There allegedly is a meeting brief/memo that recounts Blair's efforts to dissuade President Bush from giving orders to bomb the Middle East media network.

Either the memo reflects this -- or it doesn't.

But while Britain's former Defense Minister Peter Kilfoyle has just called for the memo to be released and made public, the UK's Attorney General Lord Goldsmith has threatened legal action against any who make it public.

From the BBC:

According to press reports, the memo includes a transcript record of Tony Blair attempting to persuade Mr Bush not to take military action against the al-Jazeera headquarters.

The station is based in Qatar, a close ally of Washington and the location of US military headquarters during the Iraq war. The White House has dismissed reports of the conversation as "outlandish".

UK Attorney General Lord Goldsmith has warned media outlets not to publish the contents of the memo, citing the Official Secrets Act.

I had originally thought it "too crazy" to imagine George Bush himself having a discussion with anyone about bombing as important a media center as Al-Jazeera. I know many think that Bush thinks this way all the time, but I have not shared that view.

But I have to admit -- squarely -- that when the UK Attorney General goes to work to block a secret memo's publication with the ferocity Goldsmith has put into this, it affirms that there must be some serious basis for concern, and that the memo implicates Bush in a serious way.

Bush, himself, should call for the Brits to make public the secret memo and then stand by its contents. If Blair and Bush, through their discussion, came to a consensus that bombing Al-Jazeera was a rotten idea, then we should applaud that interaction, despite Bush's original intent.

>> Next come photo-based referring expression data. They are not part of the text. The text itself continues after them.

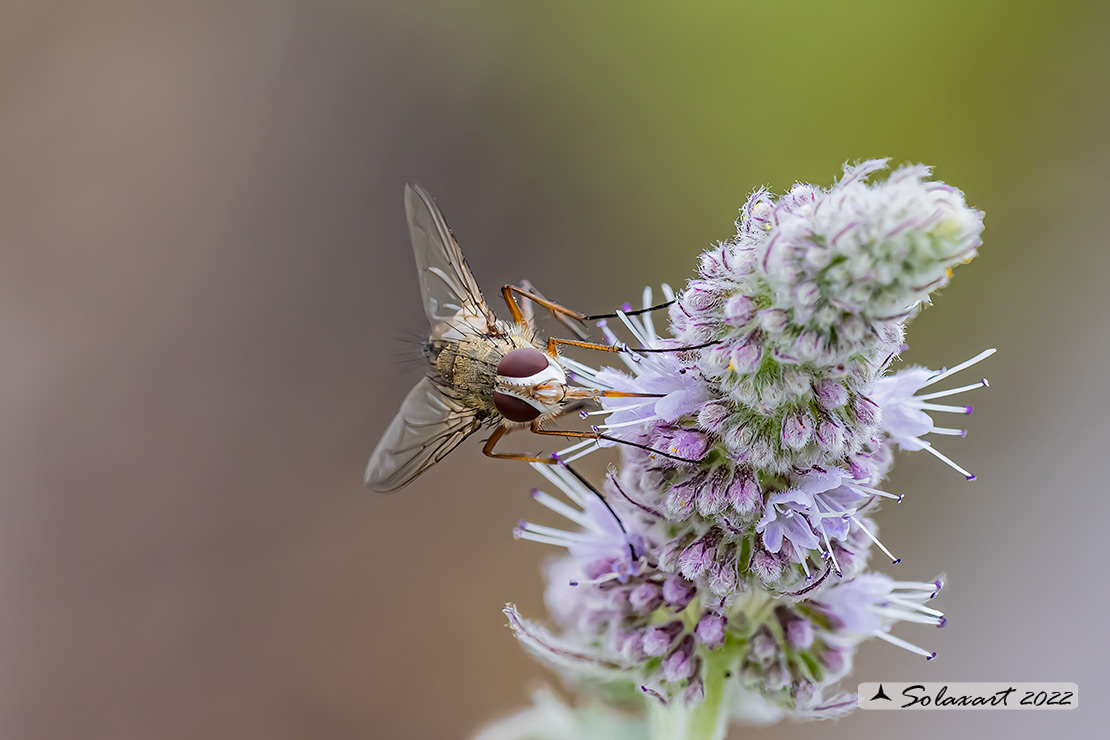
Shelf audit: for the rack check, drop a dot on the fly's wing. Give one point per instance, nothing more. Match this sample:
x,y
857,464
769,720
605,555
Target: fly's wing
x,y
452,297
429,425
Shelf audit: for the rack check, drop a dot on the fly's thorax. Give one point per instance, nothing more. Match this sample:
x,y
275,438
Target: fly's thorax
x,y
530,384
468,367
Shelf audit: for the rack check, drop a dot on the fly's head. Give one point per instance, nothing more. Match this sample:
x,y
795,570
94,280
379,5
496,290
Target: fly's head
x,y
530,384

But if Bush thought that such a bombing run was legitimate, he owes Al-Jazeera and the rest of us an apology for thinking it's appropriate, in any circumstances, to stab a dagger into the heart of journalism -- theirs and ours.

He should simply apologize -- and say we didn't do it. And then invite Al-Jazeera to an exclusive interview with the President in the Oval Office.

This is the first case I know of, if true, in which British Prime Minister Tony Blair actually got Bush to move on something. And it's not a small matter.